Manley Neo-Classic SE/PP 300B Review, Cont.


In the Manley's I heard all the things that we have come to expect of these wondrous single ended creaturesa--Sheer musicality, great micro-dynamics, delicacy, presence, 3-D sculpting of performers, and all the other well-known SE traits. Such SE wonderment ordinarily comes with a loss in overarching musical dynamics, audible punch, and typically, an AWOL bottom end.  The very top end often suffers as well. SE amps are usually all about the glorious mids, while the rest of the musical bits all too often get overlooked.

This single minded behavior has prompted many a person to go in search of specialized drivers and or speakers (e.g., Lowther) to get the musical most from their SE amplifiers. But none of this was the SE case with the Manley Neo-Classic SE/PP 300B's, and certainly not with the Impulse Ta'us speakers in the loop.

The bass, while not as tight fisted as when using much bigger amps, especially solid state designs, nonetheless punched a hole though the floor and most likely sprinkled a little plaster dust on my hapless high-rise downstairs neighbor's head. The high end also took wing as fast and as effortlessly as a flock of startled starlings. The mids were simply delicious, although there are some SE amps out there that can do them a little better. A couple of other SE designs also offer somewhat better soundstages, as well as may offer better tonal purity and microdynamics.

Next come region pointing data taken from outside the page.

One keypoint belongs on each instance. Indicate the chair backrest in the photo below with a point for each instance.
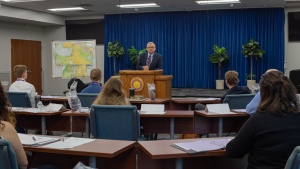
(7, 155)
(87, 99)
(238, 101)
(116, 122)
(18, 99)
(294, 159)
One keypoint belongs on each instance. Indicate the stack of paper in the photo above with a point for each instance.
(69, 143)
(202, 145)
(34, 140)
(219, 108)
(153, 109)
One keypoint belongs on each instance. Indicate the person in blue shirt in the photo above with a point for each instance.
(253, 105)
(94, 86)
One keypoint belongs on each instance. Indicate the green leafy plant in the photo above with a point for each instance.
(252, 49)
(116, 50)
(219, 56)
(134, 54)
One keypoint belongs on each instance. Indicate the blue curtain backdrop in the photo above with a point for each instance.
(186, 39)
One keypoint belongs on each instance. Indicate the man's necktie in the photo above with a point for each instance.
(149, 61)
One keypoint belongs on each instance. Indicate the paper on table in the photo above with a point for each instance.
(203, 145)
(239, 110)
(154, 112)
(30, 140)
(206, 99)
(69, 143)
(219, 108)
(49, 97)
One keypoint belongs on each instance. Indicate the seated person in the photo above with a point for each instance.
(270, 135)
(20, 85)
(252, 106)
(80, 84)
(231, 80)
(8, 132)
(112, 93)
(94, 86)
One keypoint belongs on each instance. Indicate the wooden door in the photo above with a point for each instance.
(29, 53)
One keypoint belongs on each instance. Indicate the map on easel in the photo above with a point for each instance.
(73, 59)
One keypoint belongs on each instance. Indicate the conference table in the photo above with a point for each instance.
(172, 121)
(188, 103)
(77, 118)
(159, 154)
(209, 122)
(98, 153)
(31, 120)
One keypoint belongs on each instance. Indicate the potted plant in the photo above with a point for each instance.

However, all of these other SE amps do so at the expense of providing you the complete top to bottom musical experience. With the Manley's in SE mode you get the whole musical package, which is saying one hell of a lot. The Manley's SE operation may well be unique in this yes, you can have it all regard.

Some recordings in particular drove home the musical point. As most audiophiles know, Mobile Fidelity Sound Labs is back in business, which is cause for much rejoicing. One of the newly reincarnated Mobile Fidelity recordings features Leonard Slatkin conducting the St. Louis Symphony in a rousing edition of Prokofiev's musical score from the film "Ivan The Terrible". This film, made in Stalinist Russia by Sergei Eisenstein, was done in two parts, in 1941 and 1945, respectively. A third part was also originally planned. The first part was not shown until 1946, and the second part, sadly for both Prokofiev and Eisenstein, was not shown until after their deaths. (Stalin was so displeased with Part 2 that he ordered it scrapped, the third part was never made, and a broken spirited Eisentsein never made another film. Fortunately, Part 2 survived Stalin's maniacal wrath.)

Mobile Fidelity has meticulously reproduced Slatkin's 1979 rendition on this SACD, which is also two-channel. With the Manley's roaring in full SE battle cry, Prokofiev's score stirs up deep feelings of defend the motherland at any cost patriotism. Had the Nazis heard this played before they invaded, they would have known that there would be no stopping the sacrificial tsunami of Russians that ultimately swept their country clean of warring Germans.

Featuring both a large chorus and orchestra, this recording was rendered by the Manley's as a massive, full-bodied flesh and bone experience. There was no sense of a SE amp diminished orchestra, or anything else that suggested that only 11 watts was bringing this great performance to animated musical life. I sincerely doubt if any other SE amp could replicate this massive orchestral experience as well or so convincingly.

At the other end of the musical size scale is a no less stirring performance done by just a handful of people. This is the recording of "Miles Davis With John Coltrane: The Legendary (1960) Stockholm Concert", and also featuring Wynton Kelly, Paul Chambers, and Jimmy Cobb. (Import, Giants of Jazz (Italian), catalog #53014, ASIN B000001BR7; rare and tough to find, but available from Amazon.) In this album we have an extraordinary quintet for whom the musical sun, moon and stars were perfectly aligned.

Branford Marsalis said that hearing Coltrane on this recording was "one of the worst nights in my life. Trane was massive, intense. I wanted to quit." Hearing this extraordinary session in which Coltrane spreads his musical wings and tells the world he is now ready to go it alone without Davis makes your hair stand on end, as did Branford's follicles, apparently.